2005-09-23 11:49 amAnonymous
No, they’re not perfect for a DNS server for a small company. A couple of dirt cheap celerons or semprons are perfect for a DNS server for a small company. And individually they would beat the bejesus out of the USIII, while costing less combined. And also providing redundancy.
2005-09-23 2:58 pmArun
The orginal poster was talking about the ultrasparc IIi’s it’s right in the subject !
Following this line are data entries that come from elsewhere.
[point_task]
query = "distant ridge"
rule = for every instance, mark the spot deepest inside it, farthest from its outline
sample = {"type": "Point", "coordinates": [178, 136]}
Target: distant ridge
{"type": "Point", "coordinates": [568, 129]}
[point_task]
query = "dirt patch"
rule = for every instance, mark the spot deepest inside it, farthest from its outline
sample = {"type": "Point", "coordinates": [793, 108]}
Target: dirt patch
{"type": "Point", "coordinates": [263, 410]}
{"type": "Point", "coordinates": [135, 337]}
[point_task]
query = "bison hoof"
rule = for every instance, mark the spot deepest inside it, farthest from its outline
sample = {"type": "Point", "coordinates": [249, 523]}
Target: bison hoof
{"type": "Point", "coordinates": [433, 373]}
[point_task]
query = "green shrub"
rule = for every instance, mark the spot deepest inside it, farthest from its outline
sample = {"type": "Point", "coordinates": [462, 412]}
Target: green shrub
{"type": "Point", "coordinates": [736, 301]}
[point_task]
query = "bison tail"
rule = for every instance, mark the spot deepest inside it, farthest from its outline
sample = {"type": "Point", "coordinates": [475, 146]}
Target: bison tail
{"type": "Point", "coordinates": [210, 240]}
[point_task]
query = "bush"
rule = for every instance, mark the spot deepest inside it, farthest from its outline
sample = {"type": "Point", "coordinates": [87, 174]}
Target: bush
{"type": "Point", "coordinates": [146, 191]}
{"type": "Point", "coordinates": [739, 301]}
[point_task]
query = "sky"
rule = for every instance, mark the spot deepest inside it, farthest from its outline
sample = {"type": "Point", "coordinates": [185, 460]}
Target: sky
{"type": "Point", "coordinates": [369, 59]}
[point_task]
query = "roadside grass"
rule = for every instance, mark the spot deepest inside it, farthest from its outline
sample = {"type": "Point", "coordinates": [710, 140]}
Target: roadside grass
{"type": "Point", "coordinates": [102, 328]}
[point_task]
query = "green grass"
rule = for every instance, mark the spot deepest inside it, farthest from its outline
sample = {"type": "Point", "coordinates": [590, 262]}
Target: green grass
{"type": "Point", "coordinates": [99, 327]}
2005-09-23 5:05 pmAnonymous
Actually, a SPARC with ECC RAM is better to have around than some Celerons. SPARCs have some firmware diagnostic capabilities, possibly LOM (not sure about the ultra low-end), etc. that are very useful to sys admins.
2005-09-23 8:50 amjessta
that is terrible.
you should probably be shot.
What chip making company does not do things like this? If you have to scrap all chips that have a minor defect, the good ones become way too expensive because they have to compensate for the loss.
So from a business point of view, it’s very logical to also sell those imperfect units (with one or more non-functional cores) for a lower price.